Выбрать главу

— Вот я ему и говорю, живешь, как хер в лунке болтаешься. Ничего тебе не надо. А хоронить тебя будет Иван.

— Да хватит тебе уже, — перехватывал Федорыч. — Жизнь такая, что сам черт не то что ногу, башку сломает. Давай Иван Иваныч, за правильный, так сказать, идеологический настрой.

— О, еще один, идеолох выискался. Работать надо, Володя, работать, а не басни рассказывать. «Дорогой мой дедушка, Константин Макарыч». Тьфу. Тамарка, кстати, говорила, что по бартеру вместо зарплаты биогумус можно взять. Я, наверное, пятьдесят процентов выберу бартером энтим.

— А чего эт за диковина такая, биогумус, — недоверчиво через диоптрии на минус девять посмотрел Федорыч.

— Да ховно, Володенька, ховно на огород. До старости дожил, а не знаешь. Общественное порицание тебе и орхвыводы.

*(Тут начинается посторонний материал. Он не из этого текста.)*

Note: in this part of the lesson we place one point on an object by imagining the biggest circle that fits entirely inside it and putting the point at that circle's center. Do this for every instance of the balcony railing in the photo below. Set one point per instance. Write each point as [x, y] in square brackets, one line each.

Коломиец чаще остальных вспоминал партсобрания, а потом как-то без переходных состояний начинал плакать. У него погиб в Афганистане сын. Наследников не осталось. В сердечный осадок выпало горе, и все партийное прошлое обернулось мишурой, заботливо сметенной в уголок жизни. Она еще тускло поблескивала на свету, но с каждым днем эти отблески покрывались пылью лет, и все больше и острее отзывалось горе, все больнее сердце, все более похожими становились безрадостные дни и мысли.

— О, вот и наш солдат. Смена растет. Молодец. И в армию решил пойти. Нечасто сейчас встретишь. Как моральный настрой и боевой дух. Готов?

— Так точно, Владимир Федорович. Я, как пионер, всегда готов.

— Это хорошо. Это мы поддерживаем.

Василич был прямой противоположностью Федорыча. То есть, конечно, он прошел и Крым и Рим и все адские круги становления советского провинциального журналиста со всеми деформациями. Но потом одумался и, как сам говорил, «наконец стал человеком». Человек он был верующий, улыбчивый. Этот образ почтенного старца дополняла седая бородка и вегетарианство. На прошлой неделе у Василича был день рождения и он всех угощал постной кухней, да еще и с шутками-прибаутками. Заставил всех угадывать названия блюд.

— Итак… фанфары и аплодисменты… — Василич достал из огромной термосумки аппетитно пахнущую кастрюлю. — Слово из четырех букв. Подсказка — первая буква «Р».

— Рагу, — отозвался редакционный хор.

— Совершенно верно, — улыбался Василич. — Прошу, дегустируем, коллеги, оставляем отзывы.

— Ммммм, бесподобно.

— Теперь блюдо номер два, — на свет появился казанок. — Слово из пяти букв, первая буква «Г».

Дикий хохот, мольбы и возгласы «нет, нет, я не хочу это есть». У Вадима от смеха по щекам текли слезы, остальные надрывали животы, и только Василич растерянно моргал, а когда все стихло, грустно сказал:

— Это гуляш, ребята. Соевый.

— Хорошо, что не гумус, — обреченно изрек Федорыч.

И новый взрыв хохота заставил дрожать стекла. Когда настало время торта, первый кусок на блюдечке отправился в руки редактора.

— Вот, и мне такой же большой, как у шефа, — попросил Из май лав.

Сахаров невозмутимо ответил:

— Это вам, батенька братец, к сексопатологу. У нас и договор с клиникой есть. Если что, подсобим, вы не стесняйтесь обращаться к начальству.

Смеяться уже сил не было, все просто попадали там, где их настигли эти слова, и тихо стонали. Я сделал контрольный выстрел и внес посильный вклад, брякнув:

— Виктор, да вас просто забросали дротиками Эроса.

Сегодня не было никакого торжества и никакой событийной горячки. Меня вызывал редактор. Я зашел в кабинет и сел. Сахаров говорил по телефону, потом повернулся на стуле ко мне.